The Algoma Foundry and Machine Company of Algoma, Wisconsin began its corporate existence in 1883 as a regional manufacturer of horse-drawn farm machinery. However, in 1920 the company started making the "OK" silo filler or stationary ensilage harvester. Immediately following its introduction the OK silo filler became very popular with the dairy farming market across the Upper Midwest of the United States. Sales of the OK soon made the Algoma Company a leading producer of silo fillers in the entire nation.

The Algoma Foundry and Machine Company was founded in 1883 as A. Hamacek and Company by Adolph and Anton Hamacek of Algoma Wisconsin. The Company manufactured horse-drawn farm machinery for the regional market. However, on August 28, 1891, Adolph Hamacek left the business partnership and moved to nearby Sturgeon Bay, Wisconsin. Anton continued to operate the business alone at the building located in the 600 block of Fremont Street in Algoma until 1893, when he formed another partnership with Joseph Wodsedalek and August Ziemer.

On August 6, 1895, fire broke out at the building that on Fremont Street that served as the Foundry's place of business. The two-story building was totally destroyed by the fire. Consequently, following the fire the business obtained new property located north of the Ahnapee River, just east of the Fourth Street Bridge in Algoma. This property was owned by John Ihlenfeld who happened to be the father-in-law of Joseph Wodsedalek. The business was fortunate to obtain this property because it was served by the nearby depot of the Ahnapee and Western Railway located just south of the Ahnapee River.
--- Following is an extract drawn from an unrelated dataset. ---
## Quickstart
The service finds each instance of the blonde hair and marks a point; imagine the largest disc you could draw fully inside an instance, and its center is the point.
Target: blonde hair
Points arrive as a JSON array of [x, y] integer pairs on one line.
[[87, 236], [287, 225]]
Based on the new transportation opportunities opened up by the connection with the Ahnapee and Western Railway the foundry entered a period of business expansion as they began to serve the farming market of the entire multi-state upper Midwest area of the United States.

In 1962, the company was sold for $800,000 to Badger Northland, Inc, of Kaukauna, Wisconsin, a manufacturer of mechanized farm equipment.